Quand je pense à ces hommes...  Quand je pense à ces hommes...

Quand je pense à ces hommes, malheureux comme des pierres
Devant tant de refus à leurs laisser ta main
A dépenser des sommes, pour être dans ta lumière
A ton regard perdu, à croire au lendemain

Quand je pense à ces hommes... Quand je pense à ces hommes...

Ils n'avaient pas compris, ils étaient hors du temps
Qu'il  fallait être né, pour t'aimer simplement
Car ça s'appelle la destinée, et rien ne peut la changer

Quand je pense à ces hommes, au seuil de ta porte
Déposant tant de fleurs par milliers de bouquets
Croyant que ton amour s'achète de la sorte
Ils repartent perdus en colère de regrets

Quand je pense à ces hommes... Quand je pense à ces hommes...
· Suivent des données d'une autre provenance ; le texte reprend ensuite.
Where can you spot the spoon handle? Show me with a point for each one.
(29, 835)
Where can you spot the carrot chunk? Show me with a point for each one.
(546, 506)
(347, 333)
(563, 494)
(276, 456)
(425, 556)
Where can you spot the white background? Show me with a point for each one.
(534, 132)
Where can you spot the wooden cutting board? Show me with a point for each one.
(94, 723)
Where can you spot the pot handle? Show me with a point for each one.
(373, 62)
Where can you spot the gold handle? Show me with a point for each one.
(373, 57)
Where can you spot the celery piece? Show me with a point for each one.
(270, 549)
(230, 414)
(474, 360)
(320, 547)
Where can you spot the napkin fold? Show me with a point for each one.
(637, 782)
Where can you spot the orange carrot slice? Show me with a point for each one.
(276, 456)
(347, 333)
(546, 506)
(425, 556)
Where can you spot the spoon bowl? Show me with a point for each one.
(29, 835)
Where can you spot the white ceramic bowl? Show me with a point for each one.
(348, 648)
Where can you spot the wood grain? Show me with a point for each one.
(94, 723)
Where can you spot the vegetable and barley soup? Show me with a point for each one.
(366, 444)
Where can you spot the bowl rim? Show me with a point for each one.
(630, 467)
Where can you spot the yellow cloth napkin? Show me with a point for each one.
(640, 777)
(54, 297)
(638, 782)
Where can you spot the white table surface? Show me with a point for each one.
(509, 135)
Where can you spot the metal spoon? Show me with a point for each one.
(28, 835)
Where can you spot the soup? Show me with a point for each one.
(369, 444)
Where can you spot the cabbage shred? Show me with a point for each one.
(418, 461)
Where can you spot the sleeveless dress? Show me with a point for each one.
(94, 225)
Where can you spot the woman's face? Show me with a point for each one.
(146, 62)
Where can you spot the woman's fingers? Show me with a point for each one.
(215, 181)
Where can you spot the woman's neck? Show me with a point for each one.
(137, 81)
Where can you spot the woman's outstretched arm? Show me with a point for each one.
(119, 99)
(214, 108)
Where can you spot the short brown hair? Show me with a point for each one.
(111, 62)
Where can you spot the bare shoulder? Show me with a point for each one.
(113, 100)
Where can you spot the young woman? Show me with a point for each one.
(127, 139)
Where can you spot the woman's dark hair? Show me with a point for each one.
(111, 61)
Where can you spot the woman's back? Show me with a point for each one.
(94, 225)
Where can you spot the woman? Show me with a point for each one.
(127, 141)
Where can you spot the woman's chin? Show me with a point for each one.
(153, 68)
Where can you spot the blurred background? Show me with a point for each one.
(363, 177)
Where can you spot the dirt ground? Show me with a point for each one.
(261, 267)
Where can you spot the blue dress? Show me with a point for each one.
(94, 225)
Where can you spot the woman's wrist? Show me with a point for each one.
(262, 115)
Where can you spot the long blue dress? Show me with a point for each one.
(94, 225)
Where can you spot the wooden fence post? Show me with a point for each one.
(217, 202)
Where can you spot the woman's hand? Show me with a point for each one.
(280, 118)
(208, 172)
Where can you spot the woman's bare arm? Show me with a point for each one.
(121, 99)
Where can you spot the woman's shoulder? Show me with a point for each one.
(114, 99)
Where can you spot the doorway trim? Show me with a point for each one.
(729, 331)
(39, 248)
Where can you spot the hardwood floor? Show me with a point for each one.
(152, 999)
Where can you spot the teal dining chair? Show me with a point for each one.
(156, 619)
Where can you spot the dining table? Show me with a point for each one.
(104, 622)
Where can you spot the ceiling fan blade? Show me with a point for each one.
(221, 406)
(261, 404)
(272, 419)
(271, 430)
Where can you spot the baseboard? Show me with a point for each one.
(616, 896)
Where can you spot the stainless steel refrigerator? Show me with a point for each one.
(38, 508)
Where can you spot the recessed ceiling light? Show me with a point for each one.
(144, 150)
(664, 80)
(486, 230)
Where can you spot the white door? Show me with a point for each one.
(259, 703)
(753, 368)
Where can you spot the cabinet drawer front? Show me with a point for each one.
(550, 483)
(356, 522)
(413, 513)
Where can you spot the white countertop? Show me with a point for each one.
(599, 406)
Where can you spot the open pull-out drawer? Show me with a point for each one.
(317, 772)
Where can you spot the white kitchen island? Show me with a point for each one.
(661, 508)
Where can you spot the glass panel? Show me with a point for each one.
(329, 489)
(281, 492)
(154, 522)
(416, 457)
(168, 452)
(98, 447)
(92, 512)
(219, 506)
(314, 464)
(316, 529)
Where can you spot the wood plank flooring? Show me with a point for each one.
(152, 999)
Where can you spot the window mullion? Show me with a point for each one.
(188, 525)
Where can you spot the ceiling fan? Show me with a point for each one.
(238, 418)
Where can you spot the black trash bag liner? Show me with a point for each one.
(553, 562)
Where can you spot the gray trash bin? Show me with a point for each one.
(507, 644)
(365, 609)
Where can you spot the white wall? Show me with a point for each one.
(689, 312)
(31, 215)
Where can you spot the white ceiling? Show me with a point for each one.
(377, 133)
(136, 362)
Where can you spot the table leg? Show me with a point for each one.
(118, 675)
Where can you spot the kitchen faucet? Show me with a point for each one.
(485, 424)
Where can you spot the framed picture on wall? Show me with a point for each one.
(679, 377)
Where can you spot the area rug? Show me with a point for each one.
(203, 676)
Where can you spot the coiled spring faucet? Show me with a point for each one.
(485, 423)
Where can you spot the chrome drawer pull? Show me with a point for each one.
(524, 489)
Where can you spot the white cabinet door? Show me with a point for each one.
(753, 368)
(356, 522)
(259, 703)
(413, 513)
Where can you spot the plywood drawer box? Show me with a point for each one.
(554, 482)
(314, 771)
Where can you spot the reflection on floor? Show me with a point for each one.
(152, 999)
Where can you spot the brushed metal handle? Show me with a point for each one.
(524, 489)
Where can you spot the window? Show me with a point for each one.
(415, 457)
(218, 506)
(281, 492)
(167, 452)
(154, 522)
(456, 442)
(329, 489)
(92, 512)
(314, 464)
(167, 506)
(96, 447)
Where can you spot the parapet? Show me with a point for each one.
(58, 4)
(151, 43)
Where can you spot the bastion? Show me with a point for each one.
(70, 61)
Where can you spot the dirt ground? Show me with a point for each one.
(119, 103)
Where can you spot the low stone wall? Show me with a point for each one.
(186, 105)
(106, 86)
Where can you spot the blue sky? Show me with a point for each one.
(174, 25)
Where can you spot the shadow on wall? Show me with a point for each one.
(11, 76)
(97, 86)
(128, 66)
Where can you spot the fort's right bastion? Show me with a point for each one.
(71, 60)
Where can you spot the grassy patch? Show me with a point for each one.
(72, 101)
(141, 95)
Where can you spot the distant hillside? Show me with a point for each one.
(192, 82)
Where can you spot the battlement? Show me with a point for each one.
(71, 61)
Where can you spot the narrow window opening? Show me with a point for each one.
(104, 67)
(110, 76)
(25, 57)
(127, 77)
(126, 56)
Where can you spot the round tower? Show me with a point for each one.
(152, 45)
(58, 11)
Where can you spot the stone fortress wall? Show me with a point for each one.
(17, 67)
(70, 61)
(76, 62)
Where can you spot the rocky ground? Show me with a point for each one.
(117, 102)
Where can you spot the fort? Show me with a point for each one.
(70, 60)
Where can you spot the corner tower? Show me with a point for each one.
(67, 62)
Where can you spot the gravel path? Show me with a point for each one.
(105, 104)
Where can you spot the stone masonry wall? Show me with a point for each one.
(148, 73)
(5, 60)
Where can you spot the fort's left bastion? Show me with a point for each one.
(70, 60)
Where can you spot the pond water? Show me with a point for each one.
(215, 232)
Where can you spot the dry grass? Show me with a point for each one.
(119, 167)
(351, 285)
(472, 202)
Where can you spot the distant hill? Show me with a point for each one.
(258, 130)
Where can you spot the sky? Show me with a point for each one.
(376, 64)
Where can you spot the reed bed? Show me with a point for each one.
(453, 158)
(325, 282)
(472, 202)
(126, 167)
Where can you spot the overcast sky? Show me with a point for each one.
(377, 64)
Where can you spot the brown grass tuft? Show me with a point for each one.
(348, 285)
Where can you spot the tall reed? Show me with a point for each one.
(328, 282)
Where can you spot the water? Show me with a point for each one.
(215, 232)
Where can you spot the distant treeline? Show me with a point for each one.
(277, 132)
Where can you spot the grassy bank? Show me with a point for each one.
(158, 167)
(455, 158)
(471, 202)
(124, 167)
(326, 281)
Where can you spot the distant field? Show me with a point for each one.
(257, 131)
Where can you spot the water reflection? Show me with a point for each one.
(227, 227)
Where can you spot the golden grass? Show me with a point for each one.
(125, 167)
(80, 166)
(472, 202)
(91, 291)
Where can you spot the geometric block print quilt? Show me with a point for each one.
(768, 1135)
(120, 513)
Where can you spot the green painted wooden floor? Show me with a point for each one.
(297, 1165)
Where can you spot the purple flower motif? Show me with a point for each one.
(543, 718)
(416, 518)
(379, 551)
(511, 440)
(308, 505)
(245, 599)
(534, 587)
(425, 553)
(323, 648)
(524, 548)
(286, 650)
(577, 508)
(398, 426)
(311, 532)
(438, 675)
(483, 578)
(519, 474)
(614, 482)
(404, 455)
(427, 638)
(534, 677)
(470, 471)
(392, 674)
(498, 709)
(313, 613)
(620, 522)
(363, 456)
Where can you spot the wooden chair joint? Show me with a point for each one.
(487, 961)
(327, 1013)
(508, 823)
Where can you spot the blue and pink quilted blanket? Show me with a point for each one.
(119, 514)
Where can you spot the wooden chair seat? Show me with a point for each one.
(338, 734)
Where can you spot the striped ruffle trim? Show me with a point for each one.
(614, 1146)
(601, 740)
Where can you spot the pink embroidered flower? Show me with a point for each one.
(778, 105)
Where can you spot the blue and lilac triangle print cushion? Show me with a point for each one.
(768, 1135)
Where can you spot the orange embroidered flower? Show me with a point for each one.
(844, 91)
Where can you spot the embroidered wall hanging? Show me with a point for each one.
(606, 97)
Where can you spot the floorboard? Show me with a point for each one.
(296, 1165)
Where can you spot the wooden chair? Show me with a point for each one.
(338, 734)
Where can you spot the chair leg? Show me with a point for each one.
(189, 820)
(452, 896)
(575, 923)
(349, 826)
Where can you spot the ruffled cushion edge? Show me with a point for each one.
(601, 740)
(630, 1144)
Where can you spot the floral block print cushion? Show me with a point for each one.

Et puis il y a ces hommes, noyés par leur fierté
Peut être plus beaux en somme, mais bêtes comme des pieds
Toujours à faire éclat, de ce qu'ils ne sont pas
Tu leur tourne la tête, à leur misère tu les renvois

Quand je pense à ces hommes... Quand je pense à ces hommes...

Ils n'avaient pas compris, ils étaient hors du temps
Qu'il  fallait être né, pour t'aimer simplement
Car ça s'appelle la destinée, et rien ne peut la changer

Quand je pense à cet homme, que je suis aujourd'hui
Tu as croisé mon regard au milieu de tant d'autres
Ma main a pris la tienne simplement dans la nuit
C'est notre route tracée, comme une voie lactée.